Li Yuang, Wang Yuntao, Liu Xin, Shi Yuanchun, Patel Shwetak, Shih Shao-Fu
Key Laboratory of Pervasive Computing, Ministry of Education, Department of Commputer Science and Technology, Tsinghua University, Beijing 100084, China.
Department of Engineering, University of Cambridge, Cambridge CB2 1TN, UK.
Sensors (Basel). 2022 Dec 20;23(1):35. doi: 10.3390/s23010035.

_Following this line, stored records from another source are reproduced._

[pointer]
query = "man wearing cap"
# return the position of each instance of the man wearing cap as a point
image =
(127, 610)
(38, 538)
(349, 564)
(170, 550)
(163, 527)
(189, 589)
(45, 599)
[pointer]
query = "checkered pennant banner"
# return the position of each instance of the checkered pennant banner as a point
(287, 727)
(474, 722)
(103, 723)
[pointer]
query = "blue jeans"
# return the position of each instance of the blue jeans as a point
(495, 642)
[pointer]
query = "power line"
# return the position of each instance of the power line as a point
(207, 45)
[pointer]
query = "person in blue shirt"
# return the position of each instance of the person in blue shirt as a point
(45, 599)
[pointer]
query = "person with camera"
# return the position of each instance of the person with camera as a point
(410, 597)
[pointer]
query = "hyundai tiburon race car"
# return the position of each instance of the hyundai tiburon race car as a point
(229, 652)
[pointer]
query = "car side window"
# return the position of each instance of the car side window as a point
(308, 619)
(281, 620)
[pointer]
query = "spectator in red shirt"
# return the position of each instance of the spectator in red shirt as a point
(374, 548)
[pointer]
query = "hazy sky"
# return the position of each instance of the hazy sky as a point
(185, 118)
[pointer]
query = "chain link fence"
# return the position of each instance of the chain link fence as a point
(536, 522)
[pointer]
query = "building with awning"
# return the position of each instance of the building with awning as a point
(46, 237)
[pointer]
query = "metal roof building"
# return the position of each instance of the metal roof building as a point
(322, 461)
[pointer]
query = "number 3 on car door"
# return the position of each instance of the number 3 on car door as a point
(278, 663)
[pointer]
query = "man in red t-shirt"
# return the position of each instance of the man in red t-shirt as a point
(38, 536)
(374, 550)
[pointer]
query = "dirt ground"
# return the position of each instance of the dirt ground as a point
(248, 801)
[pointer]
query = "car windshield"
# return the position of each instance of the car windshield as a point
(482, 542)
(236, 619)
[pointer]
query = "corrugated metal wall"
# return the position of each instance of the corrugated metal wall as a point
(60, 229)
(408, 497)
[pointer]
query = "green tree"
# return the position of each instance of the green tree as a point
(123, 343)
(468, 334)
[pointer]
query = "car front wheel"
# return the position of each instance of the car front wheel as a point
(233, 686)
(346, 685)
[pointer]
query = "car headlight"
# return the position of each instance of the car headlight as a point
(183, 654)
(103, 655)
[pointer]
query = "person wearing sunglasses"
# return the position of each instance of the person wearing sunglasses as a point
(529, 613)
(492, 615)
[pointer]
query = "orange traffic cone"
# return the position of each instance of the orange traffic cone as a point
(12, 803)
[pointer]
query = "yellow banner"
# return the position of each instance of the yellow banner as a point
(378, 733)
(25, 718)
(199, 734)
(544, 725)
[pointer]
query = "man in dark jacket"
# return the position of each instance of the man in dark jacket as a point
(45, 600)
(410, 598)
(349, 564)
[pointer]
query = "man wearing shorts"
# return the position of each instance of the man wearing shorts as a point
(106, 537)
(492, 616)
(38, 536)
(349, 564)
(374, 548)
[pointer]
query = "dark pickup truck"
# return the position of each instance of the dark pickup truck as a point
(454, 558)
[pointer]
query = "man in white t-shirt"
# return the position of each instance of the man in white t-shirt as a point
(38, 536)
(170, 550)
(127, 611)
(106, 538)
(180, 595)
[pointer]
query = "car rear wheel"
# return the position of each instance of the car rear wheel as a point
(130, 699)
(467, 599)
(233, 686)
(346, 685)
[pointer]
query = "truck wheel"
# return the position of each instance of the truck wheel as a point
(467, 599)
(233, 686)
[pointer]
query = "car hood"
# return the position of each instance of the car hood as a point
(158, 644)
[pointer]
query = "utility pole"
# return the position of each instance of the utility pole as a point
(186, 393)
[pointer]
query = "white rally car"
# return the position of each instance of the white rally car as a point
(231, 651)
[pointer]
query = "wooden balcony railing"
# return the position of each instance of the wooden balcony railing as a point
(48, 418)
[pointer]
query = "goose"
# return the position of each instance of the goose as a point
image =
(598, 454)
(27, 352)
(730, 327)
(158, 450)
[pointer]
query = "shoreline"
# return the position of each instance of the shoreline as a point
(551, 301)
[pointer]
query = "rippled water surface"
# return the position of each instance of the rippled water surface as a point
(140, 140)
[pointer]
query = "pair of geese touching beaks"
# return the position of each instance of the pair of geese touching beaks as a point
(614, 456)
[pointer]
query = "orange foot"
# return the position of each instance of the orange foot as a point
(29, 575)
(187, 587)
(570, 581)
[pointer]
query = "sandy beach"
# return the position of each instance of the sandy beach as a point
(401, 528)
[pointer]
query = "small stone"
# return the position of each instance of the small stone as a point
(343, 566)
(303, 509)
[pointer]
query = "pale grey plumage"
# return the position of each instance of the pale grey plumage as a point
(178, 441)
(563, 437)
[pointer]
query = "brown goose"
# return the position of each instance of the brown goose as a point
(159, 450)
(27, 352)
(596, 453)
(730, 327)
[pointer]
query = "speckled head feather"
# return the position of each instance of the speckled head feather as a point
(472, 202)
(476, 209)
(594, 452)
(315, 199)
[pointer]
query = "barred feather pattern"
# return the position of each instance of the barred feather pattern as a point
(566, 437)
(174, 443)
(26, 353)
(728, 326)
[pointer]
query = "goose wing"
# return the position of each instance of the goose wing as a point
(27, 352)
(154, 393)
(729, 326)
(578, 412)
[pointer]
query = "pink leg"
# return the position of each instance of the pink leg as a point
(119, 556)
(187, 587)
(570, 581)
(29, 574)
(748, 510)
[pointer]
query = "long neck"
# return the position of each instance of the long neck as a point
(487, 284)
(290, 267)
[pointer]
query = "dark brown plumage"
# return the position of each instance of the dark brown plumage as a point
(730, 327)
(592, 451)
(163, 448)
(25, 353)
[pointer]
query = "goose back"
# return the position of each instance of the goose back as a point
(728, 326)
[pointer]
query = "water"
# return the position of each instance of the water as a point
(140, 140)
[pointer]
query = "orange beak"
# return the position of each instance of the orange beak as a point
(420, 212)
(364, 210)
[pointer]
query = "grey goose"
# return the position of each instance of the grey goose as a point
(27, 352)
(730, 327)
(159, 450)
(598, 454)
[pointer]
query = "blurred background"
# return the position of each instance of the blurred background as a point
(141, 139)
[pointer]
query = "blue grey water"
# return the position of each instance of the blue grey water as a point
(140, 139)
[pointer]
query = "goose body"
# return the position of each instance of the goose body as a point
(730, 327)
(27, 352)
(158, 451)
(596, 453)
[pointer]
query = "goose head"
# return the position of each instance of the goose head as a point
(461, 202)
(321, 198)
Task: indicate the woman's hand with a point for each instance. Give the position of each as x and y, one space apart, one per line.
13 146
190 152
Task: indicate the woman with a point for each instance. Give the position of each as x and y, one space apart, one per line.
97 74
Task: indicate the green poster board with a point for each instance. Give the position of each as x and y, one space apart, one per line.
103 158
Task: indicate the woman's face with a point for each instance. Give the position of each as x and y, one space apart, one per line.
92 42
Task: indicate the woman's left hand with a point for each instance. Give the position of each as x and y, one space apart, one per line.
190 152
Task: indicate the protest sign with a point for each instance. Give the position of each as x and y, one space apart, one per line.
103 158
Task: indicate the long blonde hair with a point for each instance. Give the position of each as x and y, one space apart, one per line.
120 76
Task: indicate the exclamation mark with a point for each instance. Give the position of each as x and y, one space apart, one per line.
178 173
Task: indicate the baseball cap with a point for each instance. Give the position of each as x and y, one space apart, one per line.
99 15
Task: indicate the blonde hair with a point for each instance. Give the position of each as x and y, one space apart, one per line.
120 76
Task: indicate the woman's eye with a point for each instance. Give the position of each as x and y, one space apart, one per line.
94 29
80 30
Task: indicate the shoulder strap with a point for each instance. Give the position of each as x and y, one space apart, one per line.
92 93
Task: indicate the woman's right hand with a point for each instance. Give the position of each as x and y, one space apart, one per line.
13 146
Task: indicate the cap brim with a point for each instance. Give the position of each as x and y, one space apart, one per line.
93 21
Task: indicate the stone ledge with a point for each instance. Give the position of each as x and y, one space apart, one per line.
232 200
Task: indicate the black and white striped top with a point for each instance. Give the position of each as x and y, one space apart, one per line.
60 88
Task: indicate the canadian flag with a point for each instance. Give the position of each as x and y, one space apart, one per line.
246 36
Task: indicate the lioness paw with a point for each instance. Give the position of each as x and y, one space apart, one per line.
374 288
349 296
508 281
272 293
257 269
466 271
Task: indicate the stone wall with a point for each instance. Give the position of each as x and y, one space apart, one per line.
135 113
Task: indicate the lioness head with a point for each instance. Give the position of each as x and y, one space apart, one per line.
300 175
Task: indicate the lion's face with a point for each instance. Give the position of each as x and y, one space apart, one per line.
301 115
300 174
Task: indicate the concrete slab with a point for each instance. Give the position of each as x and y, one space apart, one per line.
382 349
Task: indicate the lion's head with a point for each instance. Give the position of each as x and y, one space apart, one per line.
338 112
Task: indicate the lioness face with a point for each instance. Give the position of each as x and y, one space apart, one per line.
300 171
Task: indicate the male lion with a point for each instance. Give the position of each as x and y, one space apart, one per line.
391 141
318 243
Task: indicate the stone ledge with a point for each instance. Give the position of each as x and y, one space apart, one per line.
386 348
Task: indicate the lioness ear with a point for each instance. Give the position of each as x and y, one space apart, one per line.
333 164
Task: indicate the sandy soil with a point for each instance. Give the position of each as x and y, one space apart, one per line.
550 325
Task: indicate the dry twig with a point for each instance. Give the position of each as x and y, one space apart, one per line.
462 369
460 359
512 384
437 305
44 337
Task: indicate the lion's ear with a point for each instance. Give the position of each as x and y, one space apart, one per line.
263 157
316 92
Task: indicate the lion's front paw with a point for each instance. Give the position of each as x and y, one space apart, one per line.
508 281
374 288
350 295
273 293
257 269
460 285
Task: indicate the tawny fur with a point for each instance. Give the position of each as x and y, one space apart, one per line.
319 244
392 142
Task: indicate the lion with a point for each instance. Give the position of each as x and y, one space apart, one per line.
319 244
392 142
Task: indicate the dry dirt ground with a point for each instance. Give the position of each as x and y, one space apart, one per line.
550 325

Voice communication using an air-conduction microphone in noisy environments suffers from the degradation of speech audibility. Bone-conduction microphones (BCM) are robust against ambient noises but suffer from limited effective bandwidth due to their sensing mechanism. Although existing audio super-resolution algorithms can recover the high-frequency loss to achieve high-fidelity audio, they require considerably more computational resources than is available in low-power hearable devices. This paper proposes the first-ever real-time on-chip speech audio super-resolution system for BCM. To accomplish this, we built and compared a series of lightweight audio super-resolution deep-learning models. Among all these models, ATS-UNet was the most cost-efficient because the proposed novel Audio Temporal Shift Module (ATSM) reduces the network's dimensionality while maintaining sufficient temporal features from speech audio. Then, we quantized and deployed the ATS-UNet to low-end ARM micro-controller units for a real-time embedded prototype. The evaluation results show that our system achieved real-time inference speed on Cortex-M7 and higher quality compared with the baseline audio super-resolution method. Finally, we conducted a user study with ten experts and ten amateur listeners to evaluate our method's effectiveness to human ears. Both groups perceived a significantly higher speech quality with our method when compared to the solutions with the original BCM or air-conduction microphone with cutting-edge noise-reduction algorithms.
在嘈杂环境中使用空气传导麦克风进行语音通信时,语音可听度会下降。骨传导麦克风(BCM)对环境噪声具有鲁棒性,但由于其传感机制,有效带宽有限。尽管现有的音频超分辨率算法可以恢复高频损失以实现高保真音频,但它们所需的计算资源比低功耗可听设备中可用的资源多得多。本文提出了首个用于骨传导麦克风的实时片上语音音频超分辨率系统。为此,我们构建并比较了一系列轻量级音频超分辨率深度学习模型。在所有这些模型中,ATS-UNet是最具成本效益的,因为所提出的新颖音频时间移位模块(ATSM)在保持语音音频足够时间特征的同时降低了网络的维度。然后,我们将ATS-UNet量化并部署到低端ARM微控制器单元上,以实现实时嵌入式原型。评估结果表明,与基线音频超分辨率方法相比,我们的系统在Cortex-M7上实现了实时推理速度,并且质量更高。最后,我们对十位专家和十位业余听众进行了用户研究,以评估我们的方法对人耳的有效性。与使用原始骨传导麦克风或采用前沿降噪算法的空气传导麦克风的解决方案相比,两组人员都认为我们的方法具有明显更高的语音质量。